Fail to reject $H_0$ because the p-value is greater than 0.05; there is not convincing evidence the population distribution differs from the stated proportions.
Reject $H_0$ because the p-value is less than 0.05; there is evidence the sample distribution must match the stated proportions.
Conclude the stated proportions are exactly correct in the population because the sample size is large.
Reject $H_0$ because the p-value is greater than 0.05; there is convincing evidence the distribution differs from the stated proportions.
Fail to reject $H_0$ because the p-value is less than 0.05; there is evidence the population distribution matches the stated proportions.
Explanation
This question assesses interpretation of chi-square test results when we fail to reject the null hypothesis. The p-value of 0.41 is greater than α = 0.05, so we fail to reject H₀. This means we don't have convincing evidence that the population distribution differs from the stated proportions (25% compact, 45% midsize, 30% SUV). Choice A incorrectly states we reject when p > 0.05. Choices C and D confuse the decision rule by mixing up when p < 0.05 versus p > 0.05. Choice E makes an incorrect absolute claim about the population. Key concept: failing to reject H₀ doesn't prove H₀ is true; it means we lack evidence to conclude it's false.

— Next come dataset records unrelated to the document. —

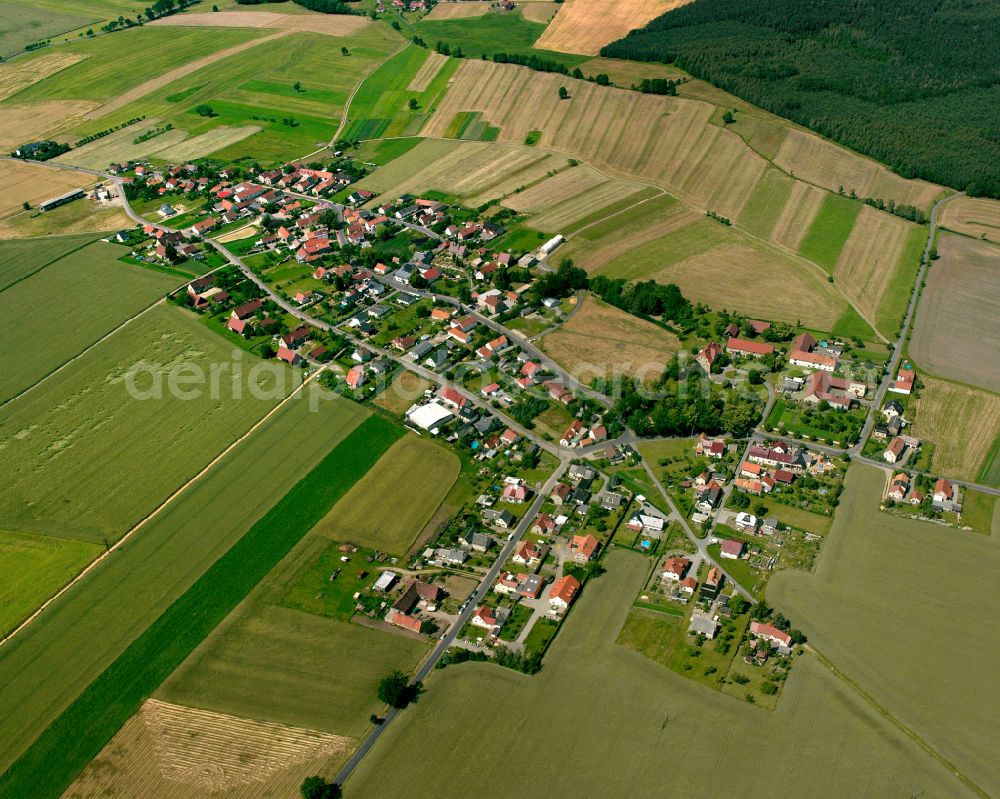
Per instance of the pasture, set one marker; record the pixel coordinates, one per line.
(96, 715)
(175, 752)
(816, 160)
(645, 710)
(24, 181)
(955, 334)
(390, 507)
(974, 216)
(878, 266)
(599, 340)
(585, 26)
(46, 666)
(85, 295)
(962, 422)
(32, 568)
(873, 560)
(97, 427)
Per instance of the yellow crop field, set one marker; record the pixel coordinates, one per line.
(955, 334)
(585, 26)
(975, 216)
(178, 752)
(962, 423)
(810, 158)
(872, 259)
(22, 73)
(601, 341)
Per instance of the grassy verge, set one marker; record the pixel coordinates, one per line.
(79, 734)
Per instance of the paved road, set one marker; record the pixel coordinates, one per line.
(449, 638)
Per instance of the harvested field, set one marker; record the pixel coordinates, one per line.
(798, 214)
(974, 216)
(667, 141)
(178, 752)
(559, 203)
(29, 121)
(844, 747)
(463, 9)
(364, 516)
(80, 434)
(74, 286)
(871, 560)
(32, 568)
(876, 267)
(955, 333)
(206, 143)
(585, 26)
(431, 66)
(813, 159)
(22, 73)
(34, 183)
(599, 340)
(962, 423)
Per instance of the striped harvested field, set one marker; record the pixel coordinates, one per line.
(874, 259)
(955, 334)
(178, 752)
(428, 70)
(961, 422)
(585, 26)
(974, 216)
(818, 161)
(23, 72)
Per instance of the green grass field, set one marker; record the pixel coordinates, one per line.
(619, 712)
(65, 307)
(32, 568)
(22, 258)
(390, 507)
(49, 664)
(82, 435)
(82, 729)
(874, 568)
(829, 230)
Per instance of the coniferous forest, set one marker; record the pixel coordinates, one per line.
(912, 83)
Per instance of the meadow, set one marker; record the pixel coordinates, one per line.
(873, 568)
(839, 746)
(82, 433)
(85, 630)
(962, 422)
(599, 340)
(85, 296)
(82, 729)
(32, 568)
(955, 334)
(389, 509)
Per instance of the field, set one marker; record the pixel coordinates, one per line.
(391, 506)
(873, 561)
(84, 296)
(82, 633)
(82, 433)
(33, 567)
(27, 182)
(601, 341)
(474, 171)
(955, 333)
(815, 160)
(878, 264)
(176, 752)
(974, 216)
(21, 24)
(840, 746)
(962, 423)
(585, 26)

A manufacturer claims defects in its products fall into 4 categories with proportions 0.40 cosmetic, 0.30 packaging, 0.20 functional, 0.10 labeling. A quality-control team inspects a random sample of 100 defective products and performs a chi-square goodness-of-fit test of $H_0$: the population defect-category proportions match the claim versus $H_a$: they do not. The p-value is 0.001. The observed and expected counts are shown. What conclusion is appropriate at the $\alpha=0.05$ level?

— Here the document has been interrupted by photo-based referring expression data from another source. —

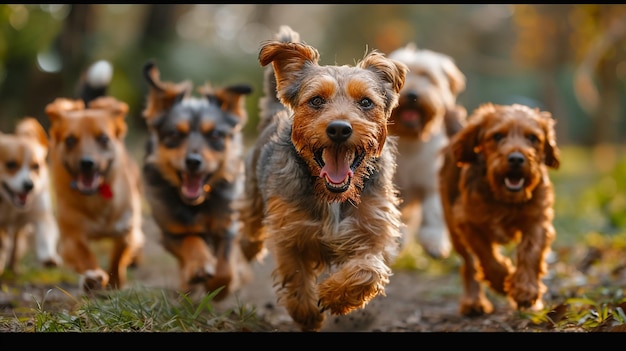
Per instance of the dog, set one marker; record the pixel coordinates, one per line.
(319, 179)
(97, 184)
(427, 114)
(193, 172)
(25, 200)
(496, 191)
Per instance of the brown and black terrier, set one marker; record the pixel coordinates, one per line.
(426, 115)
(193, 172)
(496, 190)
(319, 180)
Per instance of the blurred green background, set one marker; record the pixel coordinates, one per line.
(567, 59)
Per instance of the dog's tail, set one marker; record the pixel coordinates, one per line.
(269, 105)
(95, 81)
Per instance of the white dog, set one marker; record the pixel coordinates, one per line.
(426, 115)
(25, 204)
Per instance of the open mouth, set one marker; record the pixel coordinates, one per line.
(193, 185)
(514, 181)
(338, 166)
(19, 198)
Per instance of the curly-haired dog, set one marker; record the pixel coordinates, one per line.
(193, 171)
(25, 202)
(97, 185)
(426, 115)
(320, 179)
(496, 190)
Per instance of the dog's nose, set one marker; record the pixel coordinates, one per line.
(411, 96)
(28, 185)
(516, 159)
(339, 131)
(193, 162)
(87, 164)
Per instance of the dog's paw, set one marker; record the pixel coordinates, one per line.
(475, 307)
(435, 242)
(92, 281)
(340, 298)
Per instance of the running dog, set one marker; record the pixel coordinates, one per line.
(97, 184)
(319, 181)
(496, 190)
(193, 172)
(426, 115)
(25, 201)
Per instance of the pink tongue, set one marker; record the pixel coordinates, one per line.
(336, 169)
(192, 185)
(409, 116)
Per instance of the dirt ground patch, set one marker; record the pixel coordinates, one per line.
(415, 301)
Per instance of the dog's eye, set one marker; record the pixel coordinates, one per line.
(103, 140)
(533, 138)
(71, 141)
(317, 102)
(366, 103)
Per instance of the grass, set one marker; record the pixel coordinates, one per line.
(586, 279)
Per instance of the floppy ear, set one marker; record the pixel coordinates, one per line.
(552, 152)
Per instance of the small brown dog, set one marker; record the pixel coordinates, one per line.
(25, 202)
(496, 190)
(426, 115)
(97, 185)
(319, 180)
(193, 171)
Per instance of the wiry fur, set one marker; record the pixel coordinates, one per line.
(97, 185)
(333, 231)
(496, 190)
(426, 115)
(193, 171)
(25, 202)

Reject $H_0$ because the p-value is 0.001; there is evidence the population defect-category distribution differs from the claimed proportions.
Fail to reject $H_0$ because the p-value is less than 0.05; there is evidence the claimed proportions are correct.

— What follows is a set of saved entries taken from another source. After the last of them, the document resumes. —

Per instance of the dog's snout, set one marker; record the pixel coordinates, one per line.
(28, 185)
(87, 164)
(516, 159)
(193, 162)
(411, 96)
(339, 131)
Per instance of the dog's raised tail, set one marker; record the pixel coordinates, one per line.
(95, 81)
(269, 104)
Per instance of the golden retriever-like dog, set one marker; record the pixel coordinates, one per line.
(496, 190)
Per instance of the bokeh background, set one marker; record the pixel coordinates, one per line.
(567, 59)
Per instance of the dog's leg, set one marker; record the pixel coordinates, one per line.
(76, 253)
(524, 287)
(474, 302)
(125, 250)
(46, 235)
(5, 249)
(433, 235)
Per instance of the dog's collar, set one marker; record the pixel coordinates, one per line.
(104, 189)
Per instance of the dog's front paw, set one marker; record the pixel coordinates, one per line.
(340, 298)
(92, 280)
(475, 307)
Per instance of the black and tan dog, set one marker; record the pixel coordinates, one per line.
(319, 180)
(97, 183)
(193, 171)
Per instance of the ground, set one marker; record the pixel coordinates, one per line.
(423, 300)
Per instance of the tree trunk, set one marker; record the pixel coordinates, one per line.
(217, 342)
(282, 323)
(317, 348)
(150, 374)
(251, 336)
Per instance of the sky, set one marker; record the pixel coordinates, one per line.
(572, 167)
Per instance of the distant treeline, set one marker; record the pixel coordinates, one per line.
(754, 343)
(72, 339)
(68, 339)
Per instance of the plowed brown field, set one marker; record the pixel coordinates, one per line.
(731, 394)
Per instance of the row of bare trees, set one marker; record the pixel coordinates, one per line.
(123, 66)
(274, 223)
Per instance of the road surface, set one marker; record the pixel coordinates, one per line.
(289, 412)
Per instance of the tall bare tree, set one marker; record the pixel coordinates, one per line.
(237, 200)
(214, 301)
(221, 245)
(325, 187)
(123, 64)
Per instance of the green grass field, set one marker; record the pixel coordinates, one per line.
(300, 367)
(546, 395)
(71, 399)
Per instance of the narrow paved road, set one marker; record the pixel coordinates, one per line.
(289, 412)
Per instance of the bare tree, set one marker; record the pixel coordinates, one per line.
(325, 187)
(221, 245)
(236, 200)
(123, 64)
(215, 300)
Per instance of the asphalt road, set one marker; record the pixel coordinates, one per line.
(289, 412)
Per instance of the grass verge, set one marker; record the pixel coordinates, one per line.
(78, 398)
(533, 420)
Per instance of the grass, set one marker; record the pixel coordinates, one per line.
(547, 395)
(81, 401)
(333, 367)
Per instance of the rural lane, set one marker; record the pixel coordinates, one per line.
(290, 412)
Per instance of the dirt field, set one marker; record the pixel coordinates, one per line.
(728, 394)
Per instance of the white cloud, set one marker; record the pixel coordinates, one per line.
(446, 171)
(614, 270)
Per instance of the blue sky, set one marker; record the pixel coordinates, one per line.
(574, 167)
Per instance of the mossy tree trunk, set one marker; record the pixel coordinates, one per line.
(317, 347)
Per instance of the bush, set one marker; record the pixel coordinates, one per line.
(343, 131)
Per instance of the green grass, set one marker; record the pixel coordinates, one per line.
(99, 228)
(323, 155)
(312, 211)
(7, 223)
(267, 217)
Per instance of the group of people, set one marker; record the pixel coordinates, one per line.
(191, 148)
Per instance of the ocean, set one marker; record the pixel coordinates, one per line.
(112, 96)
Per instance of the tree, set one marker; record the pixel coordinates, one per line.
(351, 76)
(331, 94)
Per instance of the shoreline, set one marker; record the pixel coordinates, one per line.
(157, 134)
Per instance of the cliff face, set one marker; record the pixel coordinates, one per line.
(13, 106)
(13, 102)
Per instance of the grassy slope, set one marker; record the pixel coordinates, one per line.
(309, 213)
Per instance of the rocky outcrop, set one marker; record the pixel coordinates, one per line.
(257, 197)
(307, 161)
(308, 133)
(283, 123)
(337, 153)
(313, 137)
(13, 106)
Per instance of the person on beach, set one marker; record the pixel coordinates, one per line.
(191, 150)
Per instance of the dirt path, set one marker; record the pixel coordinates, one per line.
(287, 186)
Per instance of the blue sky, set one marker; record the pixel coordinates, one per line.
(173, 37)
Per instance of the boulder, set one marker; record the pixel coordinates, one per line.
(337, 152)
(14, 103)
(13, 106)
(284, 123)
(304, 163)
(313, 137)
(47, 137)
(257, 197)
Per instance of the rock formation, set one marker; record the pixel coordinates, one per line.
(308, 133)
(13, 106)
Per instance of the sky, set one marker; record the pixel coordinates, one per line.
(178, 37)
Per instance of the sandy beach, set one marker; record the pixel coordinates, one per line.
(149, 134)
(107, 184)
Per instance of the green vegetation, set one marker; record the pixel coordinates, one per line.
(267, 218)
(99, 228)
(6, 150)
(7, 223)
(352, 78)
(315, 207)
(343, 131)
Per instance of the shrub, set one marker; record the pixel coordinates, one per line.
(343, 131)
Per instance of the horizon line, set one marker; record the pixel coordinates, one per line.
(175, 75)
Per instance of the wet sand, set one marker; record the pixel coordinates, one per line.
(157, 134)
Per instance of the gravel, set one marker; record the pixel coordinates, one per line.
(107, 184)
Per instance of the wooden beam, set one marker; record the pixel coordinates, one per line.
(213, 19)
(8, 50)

Reject $H_0$ because the p-value is 0.001; therefore 0.40/0.30/0.20/0.10 must be the true distribution in the population.
Because the sample includes only defective products, a goodness-of-fit test cannot be used.
Fail to reject $H_0$ because the p-value is 0.001; there is insufficient evidence of a difference.
Explanation
This quality control problem involves a very small p-value. With p-value = 0.001 << α = 0.05, we strongly reject H₀. This provides convincing evidence that the population defect-category distribution differs from the manufacturer's claimed proportions. Choice A incorrectly fails to reject when p is extremely small. Choice C overstates the conclusion by claiming we've found the "true" distribution. Choice D has both the wrong decision and interpretation. Choice E incorrectly suggests the test is invalid for defective products. Key insight: very small p-values provide strong evidence against H₀, but rejecting H₀ doesn't tell us what the true distribution is.